Heidi LeRoc (Sheri Moon Zombie), one of a team of three DJs at an alternative rock station in Salem, Massachusetts, receives a record in a wooden box from a group identified only as ‘The Lords’. When she plays it on the radio, women all across the town – descendants of those who presided over the town’s notorious 17th century witch trials – are affected, while Heidi herself has visions of the Salem Witches and their leader Margaret Morgan (an almost unrecognisable Meg Foster). Local author Francis Mathias (Davison), suspecting something’s amiss, begins to probe Salem’s – and Heidi’s – past in more detail. Assailed by bizarre hallucinations and fits of sleepwalking that lead her to her apartment building’s supposedly unoccupied Room 5, Heidi slips into a drug-fuelled downward spiral, watched helplessly by her fellow DJs Whitey (Phillips) and Munster (Foree). Meanwhile, her apparently kindly landlady Lacy (Geeson) and her friends Sonny (Wallace) and Megan (Quinn) have their own plans for her…

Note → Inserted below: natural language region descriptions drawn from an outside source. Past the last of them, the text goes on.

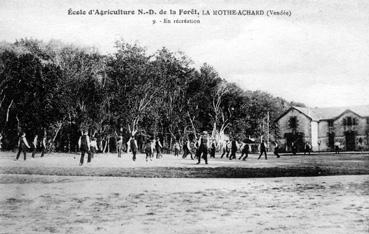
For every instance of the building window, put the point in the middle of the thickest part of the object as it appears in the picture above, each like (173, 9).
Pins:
(293, 123)
(330, 123)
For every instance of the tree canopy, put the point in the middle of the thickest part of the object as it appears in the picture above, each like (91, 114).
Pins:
(63, 89)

Some have made comparisons between The Lords Of Salem and Rosemary’s Baby, but Zombie’s film bears a closer resemblance to Soavi’s Devil’s Daughter (only minus that film’s redemptive denouement.) As for the performances, Sheri Moon Zombie brings a spot-on blend of sassiness and vulnerability to the role, preventing Heidi from becoming the passive, uninteresting victim she could so easily have been; Davison is as solid and dependable an actor as ever, while genre vets Foree, Wallace and Quinn give their usual good value, but it’s Judy Geeson who steals every scene she’s in – kindly and maternal one minute and spectacularly, malevolently unhinged the next.

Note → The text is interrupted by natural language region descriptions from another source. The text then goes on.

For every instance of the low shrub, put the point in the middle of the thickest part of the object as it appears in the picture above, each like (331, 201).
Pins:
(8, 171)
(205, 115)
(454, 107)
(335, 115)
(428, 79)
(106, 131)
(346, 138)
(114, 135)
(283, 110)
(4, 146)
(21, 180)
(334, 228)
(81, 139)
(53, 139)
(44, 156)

As an aside, it’s refreshing to see some main characters who aren’t squeaky-clean teen/early twenties type calculated to please some imagined demographic – ‘alternative’ characters (goth and rock types) who aren’t just there to provide the film with comic relief or depraved villains. Not to mention characters who – shock, horror! – actually smoke dope without immediately afterwards being despatched by a knife-wielding maniac.
Arguably, the film’s biggest problem is the concept that the witches of Salem were in fact malefic worshippers of Satan and not the innocent victims of mass hysteria and religious fanaticism, but anyone coming to a Rob Zombie film for historical accuracy has not so much come to the wrong building as the wrong city, probably the wrong continent and quite possible the wrong planet too – the Salem witches were hanged, for a start, not burned alive as in the film – and unlike, say, Argento’s Suspiria, the film doesn’t automatically equate female sexuality, or any manifestation of femininity that isn’t passive and virginal, with evil. Ultimately, if the film has anything to say, it’s that the past’s cruelty and tribal hatreds are only too alive and ready to do harm today.

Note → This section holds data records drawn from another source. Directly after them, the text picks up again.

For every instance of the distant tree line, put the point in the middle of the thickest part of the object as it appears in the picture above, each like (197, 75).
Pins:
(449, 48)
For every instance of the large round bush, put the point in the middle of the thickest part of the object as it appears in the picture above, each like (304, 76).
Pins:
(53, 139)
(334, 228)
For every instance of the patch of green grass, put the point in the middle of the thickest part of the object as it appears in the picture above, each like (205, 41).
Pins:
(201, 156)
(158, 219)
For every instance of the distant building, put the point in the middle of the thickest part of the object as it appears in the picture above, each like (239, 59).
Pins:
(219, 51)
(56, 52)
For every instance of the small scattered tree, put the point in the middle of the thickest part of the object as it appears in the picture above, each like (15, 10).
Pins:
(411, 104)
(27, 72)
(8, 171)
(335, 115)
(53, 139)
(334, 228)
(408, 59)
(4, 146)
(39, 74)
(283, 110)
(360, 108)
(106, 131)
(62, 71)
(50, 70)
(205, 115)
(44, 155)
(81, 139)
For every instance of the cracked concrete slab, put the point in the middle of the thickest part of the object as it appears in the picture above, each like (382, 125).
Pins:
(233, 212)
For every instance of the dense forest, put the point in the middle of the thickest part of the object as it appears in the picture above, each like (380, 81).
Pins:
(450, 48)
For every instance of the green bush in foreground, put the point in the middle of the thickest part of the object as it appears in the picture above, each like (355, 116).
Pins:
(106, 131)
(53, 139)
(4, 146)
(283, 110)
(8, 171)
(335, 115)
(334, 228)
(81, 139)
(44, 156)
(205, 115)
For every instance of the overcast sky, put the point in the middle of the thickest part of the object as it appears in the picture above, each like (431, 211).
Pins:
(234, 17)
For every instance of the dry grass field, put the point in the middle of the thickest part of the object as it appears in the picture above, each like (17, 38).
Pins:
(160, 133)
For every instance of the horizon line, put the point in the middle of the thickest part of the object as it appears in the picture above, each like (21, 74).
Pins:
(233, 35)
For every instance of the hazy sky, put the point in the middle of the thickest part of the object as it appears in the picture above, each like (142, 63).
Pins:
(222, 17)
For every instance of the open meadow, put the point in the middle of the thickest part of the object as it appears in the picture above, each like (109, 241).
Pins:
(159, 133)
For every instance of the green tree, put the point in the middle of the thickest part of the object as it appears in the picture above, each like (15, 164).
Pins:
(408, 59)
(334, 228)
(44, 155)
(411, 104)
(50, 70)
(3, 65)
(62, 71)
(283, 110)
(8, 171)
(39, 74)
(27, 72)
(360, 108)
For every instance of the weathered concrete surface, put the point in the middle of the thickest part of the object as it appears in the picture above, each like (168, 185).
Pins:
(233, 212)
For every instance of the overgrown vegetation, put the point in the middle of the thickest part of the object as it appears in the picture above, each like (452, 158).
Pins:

Less frightening than it is weirdly fascinating, The Lords Of Salem will divide audiences. Some of the more seasoned cineastes on the night regarded it as deeply derivative, the sum of the films that inspired the director and little else. Others will appreciate its all-out weirdness and gleeful throwing together of influences. But whatever flaws it may possess, it’s a contemporary horror film of rare passion and ambition, and beats the hell out of the formulaic dross peddled as mainstream horror these days. And its images linger in the mind long after the final reel has come to an end.
“Despite its narrative flaws and predictability, The Lords of Salem is at its highest points an incredibly stylish and downright fun film which pays tribute to some of the great cinematic horror masters of yesteryear. With a solid soundtrack from John 5, psychedelic visuals and a recognisable Rob Zombie stamp it will appeal to select fans of Zombie’s previous output. That said this is amongst his weakest films and is ultimately disappointing.”